Pero que nadie se engañe: el catalán no lo habrán destruido ni España ni los españoles. La destrucción del catalán vivo es obra de quienes apostaron a trocar lengua viva por batúa. Y ahí sí, no les falta razón a aquellos que proclaman que, hoy por hoy, «a hores d’ara», el catalán anda pachucho, tirando a agonizante. El «vaso de agua clara» (Pemán «dixit») del que bebieron Riba y Pla, el inmenso Carner y el mundano Sagarra, se ha convertido en una jerigonza turbia que infaman al unísono los medios de comunicación de mesas (no de masas, puesto que se sustentan, pitas, pitas, a costa de las dádivas) y la reala intonsa de los politicastros. Por no mentar a los supuestos portavoces de una «sociedad civil» de pega que es, en realidad, de paga. O a los pigmeos que emborronan la estafilla literaria. El catalán —que siguió siendo una lengua de cultura a contrapelo del régimen de Franco— ahora es un aval de adhesión inquebrantable ante los que gestionan el cupo de poltronas y la plantilla de fieles funcionarios. Cualquiera puede llegar a «president» sin saber si la utilización del partitivo es una herencia del bantú o del occitano. Por contra, los que aspiran a una plaza de ordenanza, tienen que ser capaces de dar cuenta del cómo, el cuándo y el por qué las vocales son abiertas o «tancadas».

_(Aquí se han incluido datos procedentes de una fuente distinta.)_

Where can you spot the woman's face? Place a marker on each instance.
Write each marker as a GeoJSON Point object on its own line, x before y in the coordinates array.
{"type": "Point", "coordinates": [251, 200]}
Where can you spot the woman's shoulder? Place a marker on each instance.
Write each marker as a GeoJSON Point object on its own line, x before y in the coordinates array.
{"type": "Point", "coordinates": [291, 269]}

El objetivo de la funesta Ley socialista de Educación, que violaba a conciencia (de hoz y coz, «pel devant i pel darrera», por detrás y por delante) los derechos ciudadanos, no era remediar la decadencia del idioma vernáculo a costa de arruinar el castellano. Lo que perseguía era transformar en zombis a las generaciones venideras. Formatear la respuesta emocional de los votantes futuros. De ahí, que con independencia del pedigrí de cada cual y de que haya venido al mundo en Mollerusa o en Córdoba la llana, todos quienes atracaron —¡y vaya que si atracaron!— en el embarcadero de la Plaza de Sant Jaume pretendieran liquidar la libertad administrando ideología en vena y filología en cápsulas. Y se hizo «per collons» y por las bravas. Lo esencial es que la identidad se viera reforzada y no contaminar la estupidez de «casa nostra» con inopias foráneas. «Els joves catalans», dentro de pocos años, tendrán el privilegio de ser analfabetos redoblados. Ni podrán descifrar un soneto de Foix («Sol, i de dol, i amb vetusta gonella…»), ni sabrán qué demontre significa diantre.

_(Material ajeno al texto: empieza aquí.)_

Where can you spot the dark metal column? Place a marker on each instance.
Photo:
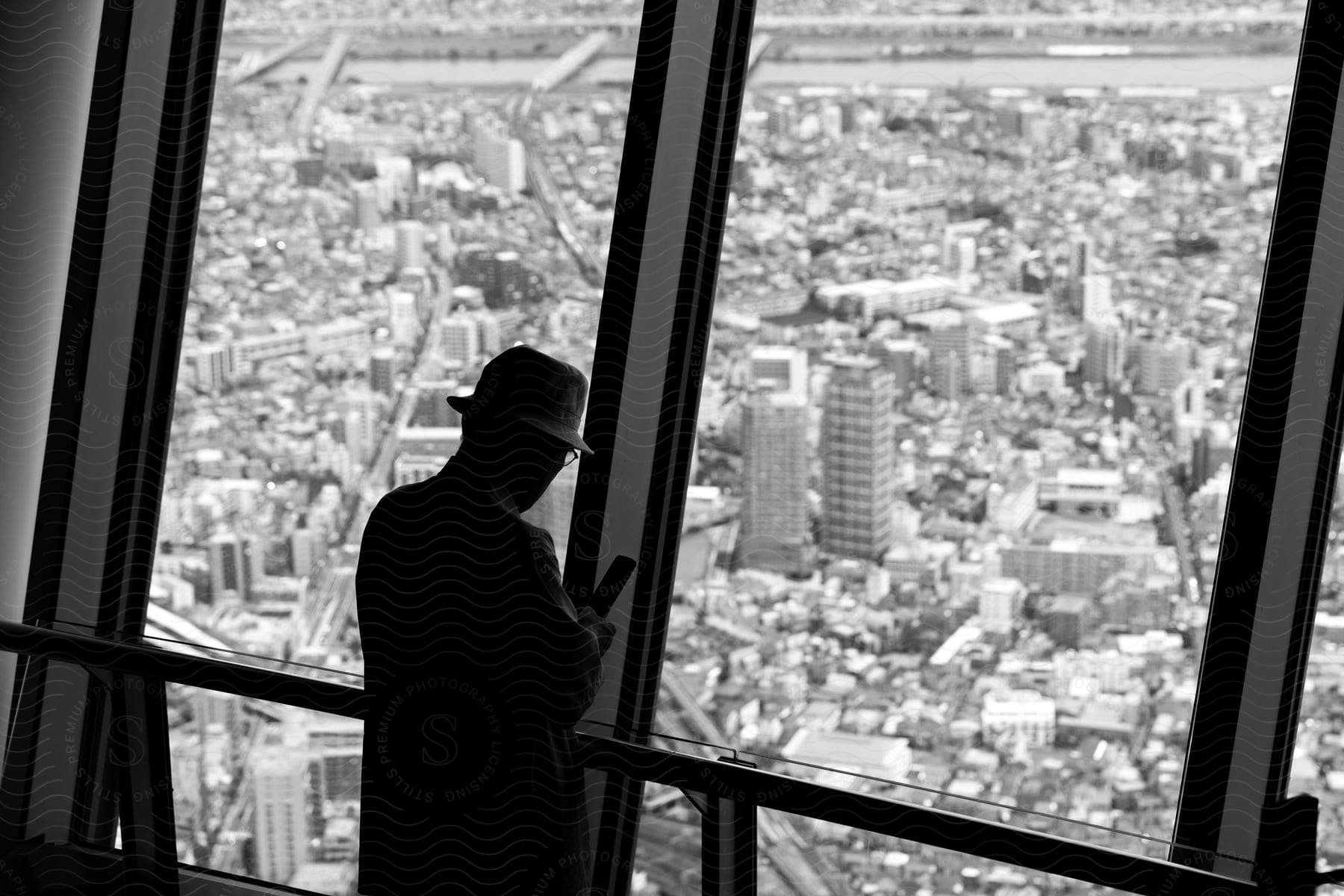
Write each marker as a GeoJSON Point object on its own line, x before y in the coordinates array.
{"type": "Point", "coordinates": [729, 841]}
{"type": "Point", "coordinates": [136, 196]}
{"type": "Point", "coordinates": [679, 144]}
{"type": "Point", "coordinates": [1288, 453]}
{"type": "Point", "coordinates": [40, 158]}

Lo que corre peligro en Cataluña no es el español, que se defiende solo, sino la propia España. Fomentar el rencor, falsificar la historia, atizar el desdén, minar la tolerancia… O sea, aprender de cabo a rabo a desaprender España. Asignatura obligatoria —obligadísima—, pese a que no aparezca en los temarios. Al cabo, es lo que el «risorgimentista» Massimo d’Azeglio auguraba para la Italia de la segunda mitad del siglo XIX: «Fatta l’Italia adesso bisogna fare gli italiani». Construir la nación y construir las almas. Aunque haya que amputar alguna que otra.